Il sistema nervoso cardiaco è costituito da gangli complessi: si tratta di neuriti multifunzionali, distribuiti in tutto il cuore, sensibili a molti tipi di input sensoriali provenienti dall’interno del cuore stesso e dal resto dell’organismo.
Una volta che le informazioni sono trattate dai neuroni del cuore, i segnali appropriati sono inviati ai nodi senoatriale e atrioventricolare. Così, in normali condizioni fisiologiche, il sistema nervoso intrinseco del cuore gioca un ruolo importante in gran parte del controllo di routine della funzionalità cardiaca, indipendentemente dal sistema nervoso centrale.
Il Dott. Armour ei suoi colleghi hanno dimostrato che il sistema nervoso intrinseco del cuore è vitale per il mantenimento della stabilità cardiovascolare e che senza di esso, il cuore stesso non può funzionare correttamente.
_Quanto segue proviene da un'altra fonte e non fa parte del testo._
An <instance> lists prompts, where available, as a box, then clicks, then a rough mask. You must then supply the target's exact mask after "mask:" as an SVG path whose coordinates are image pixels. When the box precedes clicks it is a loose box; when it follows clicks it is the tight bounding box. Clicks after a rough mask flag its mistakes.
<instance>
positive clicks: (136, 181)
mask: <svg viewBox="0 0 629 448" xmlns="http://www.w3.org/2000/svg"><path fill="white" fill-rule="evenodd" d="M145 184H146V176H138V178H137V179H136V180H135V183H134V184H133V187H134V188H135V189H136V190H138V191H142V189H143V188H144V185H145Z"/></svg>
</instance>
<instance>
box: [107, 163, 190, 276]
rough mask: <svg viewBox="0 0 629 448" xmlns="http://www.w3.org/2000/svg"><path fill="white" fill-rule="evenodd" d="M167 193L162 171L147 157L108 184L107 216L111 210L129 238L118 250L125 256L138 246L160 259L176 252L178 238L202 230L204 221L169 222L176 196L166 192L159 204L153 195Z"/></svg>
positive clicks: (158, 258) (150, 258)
“Il sistema nervoso cardiaco, o cervello del cuore, è fatto di gangli complessi, contenenti un circuito locale ricevente (interneuroni) e trasmittente (neuroni simpatici e parasimpatici). I neuriti sensori multifunzionali, distribuiti nel cuore, sono sensibili a molti tipi di segnali originati dallo stesso cuore. I gangli cardiaci integrano messaggi dal cervello e da altri centri di processazione presenti nel corpo, con l’ informazione ricevuta dai neuriti cardiaci. Quando l’ informazione è stata processata dai neuroni del cuore, i segnali appropriati vengono mandati ai nodi senoatriali e atrioventricolari come ai muscoli del cuore. Sotto normali condizioni psicologiche, il sistema nervoso del cuore gioca un ruolo importante per gran parte della routine di controllo della funzione cardiaca, indipendentemente dal sistema nervoso centrale.
Il Dott. Armour e i suoi colleghi hanno mostrato che il sistema nervoso del cuore è vitale per il mantenimento della stabilità cardiovascolare e per la sua efficienza, senza di esso, il cuore non puo’ operare correttamente.